CD Sony. Distr. Sony.

Choisir, il faut choisir. Voici le dilemme qui a certainement hanté Peter Gelb et les auteurs de cette édition formidable, qui d'ailleurs ne devrait pas interdire un second volume. Car ici on ne retrouvera rien de Kipnis, ni d'Herbert Janssen, on ne croisera pas non plus la Sieglinde incandescente de Lehmann, et pas même Traubel, tant d'années de rang Isolde ou Brünnhilde dans l'ancien Met où elle releva le gant laissé par Flagstad elle-même. Mais enfin, sur presque vingt ans et dans une période où la scène new-yorkaise allait tout à la fois souffrir – Flagstad y sera absente une décennie durant, de 1941 à 1951 – et profiter de la montée du nazisme puis de la guerre en Europe – qui lui permettra d'accueillir le gratin du chant wagnérien en exil (Kipnis, Melchior, Branzell, Thorborg, Schorr, tant d'autres) –, une identité particulière de l'interprétation wagnérienne allait fleurir sur les rives de l'Hudson. D'abord chez les chefs, dont le parangon est bien, dès les années trente l'intraitable Artur Bodanzky, privilégiant des tempos fulgurants, faisant son Wagner éminemment narratif, ne rechignant pas pour resserrer l'action à d'infimes coupures – des licences que la génération suivante, dominée par la baguette acérée de Leinsdorf, s'interdira. Ensuite dans la troupe elle-même, qui reconstitue au Nouveau Monde un certain âge d'or du chant wagnérien : les derniers feux du Wanderer de Friedrich Schorr, usé de timbre mais si percutant de mots et d'intentions, s'y avivent au Siegfried mercurien de Melchior ou à la Brünnhilde solaire de Flagstad. Le témoin est passé, progressivement les locaux le reprendront, Marjorie Lawrence et Astrid Varnay en tête, faisant perdurer un style que le Nouveau Bayreuth essaiera de démoder. Détaillons.

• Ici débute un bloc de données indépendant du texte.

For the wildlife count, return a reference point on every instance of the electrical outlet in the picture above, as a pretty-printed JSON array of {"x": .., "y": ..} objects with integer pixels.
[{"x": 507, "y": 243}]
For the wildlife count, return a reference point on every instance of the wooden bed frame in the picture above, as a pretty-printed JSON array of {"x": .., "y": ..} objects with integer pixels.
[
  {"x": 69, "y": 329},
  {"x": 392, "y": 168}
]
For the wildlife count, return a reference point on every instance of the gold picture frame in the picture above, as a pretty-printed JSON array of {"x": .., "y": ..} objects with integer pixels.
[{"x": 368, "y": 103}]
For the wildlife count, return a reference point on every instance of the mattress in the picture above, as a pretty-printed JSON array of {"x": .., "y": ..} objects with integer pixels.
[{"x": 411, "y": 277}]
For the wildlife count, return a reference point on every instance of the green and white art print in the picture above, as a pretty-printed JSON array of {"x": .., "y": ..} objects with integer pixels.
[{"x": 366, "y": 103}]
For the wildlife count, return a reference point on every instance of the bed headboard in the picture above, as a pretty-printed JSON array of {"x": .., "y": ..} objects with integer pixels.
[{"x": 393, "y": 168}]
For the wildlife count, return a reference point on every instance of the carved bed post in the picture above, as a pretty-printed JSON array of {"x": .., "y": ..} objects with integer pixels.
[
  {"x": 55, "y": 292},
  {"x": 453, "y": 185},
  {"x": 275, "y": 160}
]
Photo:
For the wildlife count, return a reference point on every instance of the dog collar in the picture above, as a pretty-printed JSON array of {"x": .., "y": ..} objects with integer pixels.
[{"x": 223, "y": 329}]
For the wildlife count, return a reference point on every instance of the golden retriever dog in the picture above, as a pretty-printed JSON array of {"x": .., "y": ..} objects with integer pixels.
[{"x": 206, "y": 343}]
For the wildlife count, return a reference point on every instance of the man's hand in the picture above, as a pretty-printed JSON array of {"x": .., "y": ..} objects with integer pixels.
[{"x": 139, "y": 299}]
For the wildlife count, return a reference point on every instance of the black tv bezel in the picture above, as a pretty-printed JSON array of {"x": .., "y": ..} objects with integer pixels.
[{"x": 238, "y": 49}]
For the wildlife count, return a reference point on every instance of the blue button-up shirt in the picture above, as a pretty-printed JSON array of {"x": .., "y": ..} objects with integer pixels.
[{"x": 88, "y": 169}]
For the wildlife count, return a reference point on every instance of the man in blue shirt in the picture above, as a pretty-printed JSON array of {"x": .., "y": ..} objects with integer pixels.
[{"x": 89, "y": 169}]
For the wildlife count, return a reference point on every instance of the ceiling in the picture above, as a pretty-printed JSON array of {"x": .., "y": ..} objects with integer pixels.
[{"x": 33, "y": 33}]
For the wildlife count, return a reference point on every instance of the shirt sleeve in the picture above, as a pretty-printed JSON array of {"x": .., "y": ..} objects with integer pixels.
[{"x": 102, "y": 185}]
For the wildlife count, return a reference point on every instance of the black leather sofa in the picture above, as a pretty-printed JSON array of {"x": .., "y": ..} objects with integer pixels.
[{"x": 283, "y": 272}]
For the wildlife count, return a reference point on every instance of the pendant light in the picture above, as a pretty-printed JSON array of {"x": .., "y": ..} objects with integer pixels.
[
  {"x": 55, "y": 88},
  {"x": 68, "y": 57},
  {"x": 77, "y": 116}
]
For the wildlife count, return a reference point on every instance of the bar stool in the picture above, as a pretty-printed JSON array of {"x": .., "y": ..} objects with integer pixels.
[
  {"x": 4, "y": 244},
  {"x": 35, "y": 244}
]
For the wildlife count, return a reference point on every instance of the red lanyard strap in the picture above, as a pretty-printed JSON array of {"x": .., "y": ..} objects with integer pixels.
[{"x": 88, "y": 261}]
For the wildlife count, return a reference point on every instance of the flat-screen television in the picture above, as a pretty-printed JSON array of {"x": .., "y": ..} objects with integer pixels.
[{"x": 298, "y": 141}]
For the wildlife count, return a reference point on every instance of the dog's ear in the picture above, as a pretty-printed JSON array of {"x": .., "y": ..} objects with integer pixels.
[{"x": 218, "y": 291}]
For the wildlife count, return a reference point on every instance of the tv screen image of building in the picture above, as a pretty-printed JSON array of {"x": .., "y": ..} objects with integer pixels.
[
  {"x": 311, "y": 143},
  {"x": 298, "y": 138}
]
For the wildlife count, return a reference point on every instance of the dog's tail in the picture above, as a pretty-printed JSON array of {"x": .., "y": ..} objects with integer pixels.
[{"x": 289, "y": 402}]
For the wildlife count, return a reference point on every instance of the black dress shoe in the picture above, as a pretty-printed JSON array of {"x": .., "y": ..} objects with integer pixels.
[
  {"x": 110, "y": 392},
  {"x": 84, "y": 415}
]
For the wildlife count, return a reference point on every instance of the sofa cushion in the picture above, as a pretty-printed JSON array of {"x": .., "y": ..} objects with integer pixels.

Le Ring est dépareillé : on enrage de n'avoir de Stiedry 1951 que Rheingold alors que Flagstad y revenait au Met pour la Brünnhilde de Walküre, mais Hotter y est transcendant en jeune Wotan et l'équipe de chant très américaine montre bien que le Met assurait déjà une troupe wagnérienne de premier ordre. Walküre de 1940 au sommet avec la confrontation Sieglinde Lawrence / Brünnhilde Flagstad, historique, pas moins que le Siegmund de Melchior, tous enflammés par Leinsdorf. Le Siegfried et le Götterdämmerung du cycle Bodansky 1936-37 sont tout aussi fabuleux, d'abord pour Marjorie Lawrence, plus brillante de timbre, plus électrique que jamais pour une Brünnhilde de Götterdämerung anthologique ; mais même précautionneusement retranscrites, les deux soirées demeurent de piètre qualité sonore.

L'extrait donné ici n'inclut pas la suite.